The DPO, or Data Protection Officer, is the person responsible for ensuring compliance with the GDPR within an organization. Their main role is to inform and advise the data controller and employees, to monitor the compliance of personal-data processing, and to cooperate with the supervisory authority.
The GDPR (Articles 37 to 39) makes the appointment mandatory in three cases: for public authorities and bodies, when the core activity involves regular and systematic monitoring of individuals on a large scale, or large-scale processing of so-called sensitive data (health, opinions, biometric data…). Outside these situations, appointing a DPO remains strongly recommended and is a good governance practice.
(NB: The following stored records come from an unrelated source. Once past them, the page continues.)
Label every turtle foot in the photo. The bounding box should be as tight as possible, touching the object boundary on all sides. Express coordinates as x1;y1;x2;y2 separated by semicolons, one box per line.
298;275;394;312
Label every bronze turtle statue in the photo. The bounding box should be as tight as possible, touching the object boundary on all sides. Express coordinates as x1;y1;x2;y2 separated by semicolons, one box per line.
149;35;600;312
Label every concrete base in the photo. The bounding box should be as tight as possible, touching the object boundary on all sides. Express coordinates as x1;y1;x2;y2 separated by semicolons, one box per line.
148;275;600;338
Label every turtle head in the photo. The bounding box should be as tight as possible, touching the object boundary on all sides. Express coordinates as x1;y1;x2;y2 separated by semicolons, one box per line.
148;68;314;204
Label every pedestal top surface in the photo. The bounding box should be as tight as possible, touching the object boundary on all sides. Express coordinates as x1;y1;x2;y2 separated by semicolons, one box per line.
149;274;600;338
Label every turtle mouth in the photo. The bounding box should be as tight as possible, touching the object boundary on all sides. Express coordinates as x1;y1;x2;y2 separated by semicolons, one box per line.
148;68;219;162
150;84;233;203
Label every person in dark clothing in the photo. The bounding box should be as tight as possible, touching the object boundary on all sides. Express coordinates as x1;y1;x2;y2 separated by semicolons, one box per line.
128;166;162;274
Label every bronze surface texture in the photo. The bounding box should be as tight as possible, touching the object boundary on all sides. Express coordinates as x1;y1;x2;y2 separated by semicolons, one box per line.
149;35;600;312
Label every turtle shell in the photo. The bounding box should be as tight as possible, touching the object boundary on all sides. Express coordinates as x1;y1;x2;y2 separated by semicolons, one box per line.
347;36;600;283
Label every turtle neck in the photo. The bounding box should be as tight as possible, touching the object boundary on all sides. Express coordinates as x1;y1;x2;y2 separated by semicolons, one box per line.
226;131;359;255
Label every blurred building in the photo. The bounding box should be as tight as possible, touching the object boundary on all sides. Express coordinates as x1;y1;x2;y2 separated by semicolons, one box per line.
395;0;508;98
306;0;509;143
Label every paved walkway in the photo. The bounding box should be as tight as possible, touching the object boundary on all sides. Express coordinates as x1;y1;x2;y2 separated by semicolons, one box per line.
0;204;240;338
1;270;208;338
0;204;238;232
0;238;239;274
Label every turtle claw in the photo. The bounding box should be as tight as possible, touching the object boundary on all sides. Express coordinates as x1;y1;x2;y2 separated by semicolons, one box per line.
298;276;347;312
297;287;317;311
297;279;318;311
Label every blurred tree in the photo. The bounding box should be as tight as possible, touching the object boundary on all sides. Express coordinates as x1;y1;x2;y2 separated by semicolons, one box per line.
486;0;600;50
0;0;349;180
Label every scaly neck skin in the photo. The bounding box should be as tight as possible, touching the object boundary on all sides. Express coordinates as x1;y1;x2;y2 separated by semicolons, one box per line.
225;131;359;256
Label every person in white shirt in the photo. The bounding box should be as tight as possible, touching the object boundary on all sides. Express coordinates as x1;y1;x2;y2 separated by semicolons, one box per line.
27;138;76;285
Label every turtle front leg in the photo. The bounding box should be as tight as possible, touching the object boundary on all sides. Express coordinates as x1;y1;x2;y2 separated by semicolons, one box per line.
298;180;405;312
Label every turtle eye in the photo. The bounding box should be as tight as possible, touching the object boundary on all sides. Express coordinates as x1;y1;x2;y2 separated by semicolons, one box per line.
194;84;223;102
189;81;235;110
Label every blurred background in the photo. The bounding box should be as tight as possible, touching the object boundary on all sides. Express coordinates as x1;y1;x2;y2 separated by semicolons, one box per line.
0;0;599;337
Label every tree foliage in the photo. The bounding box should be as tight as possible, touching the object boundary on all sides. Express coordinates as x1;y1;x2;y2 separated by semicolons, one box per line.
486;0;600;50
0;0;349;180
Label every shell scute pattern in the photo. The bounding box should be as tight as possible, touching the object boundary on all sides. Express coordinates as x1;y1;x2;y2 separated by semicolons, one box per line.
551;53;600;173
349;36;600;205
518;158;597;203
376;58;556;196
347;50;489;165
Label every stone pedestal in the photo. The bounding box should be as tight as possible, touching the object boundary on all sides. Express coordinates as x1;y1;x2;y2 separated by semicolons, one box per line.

The officer carries out their duties in full independence: they receive no instructions on how to perform them, report to the highest level of management and must not be in a conflict of interest. The role can be filled by an internal employee or an external provider. The DPO is the primary point of contact for the supervisory authority (the CNIL in France) as well as for data subjects who wish to exercise their rights (access, rectification, erasure, portability).
To fulfil this role, the DPO relies on compliance tools such as the records of processing activities, the tracking of rights requests and a traceable audit log. eyeot includes this kind of functionality, which eases the officer's day-to-day work and the demonstration of compliance in the event of an audit. The DPO, who is a person, should not be confused with the data processing agreement (DPA), which is a contract binding a data controller to its processor.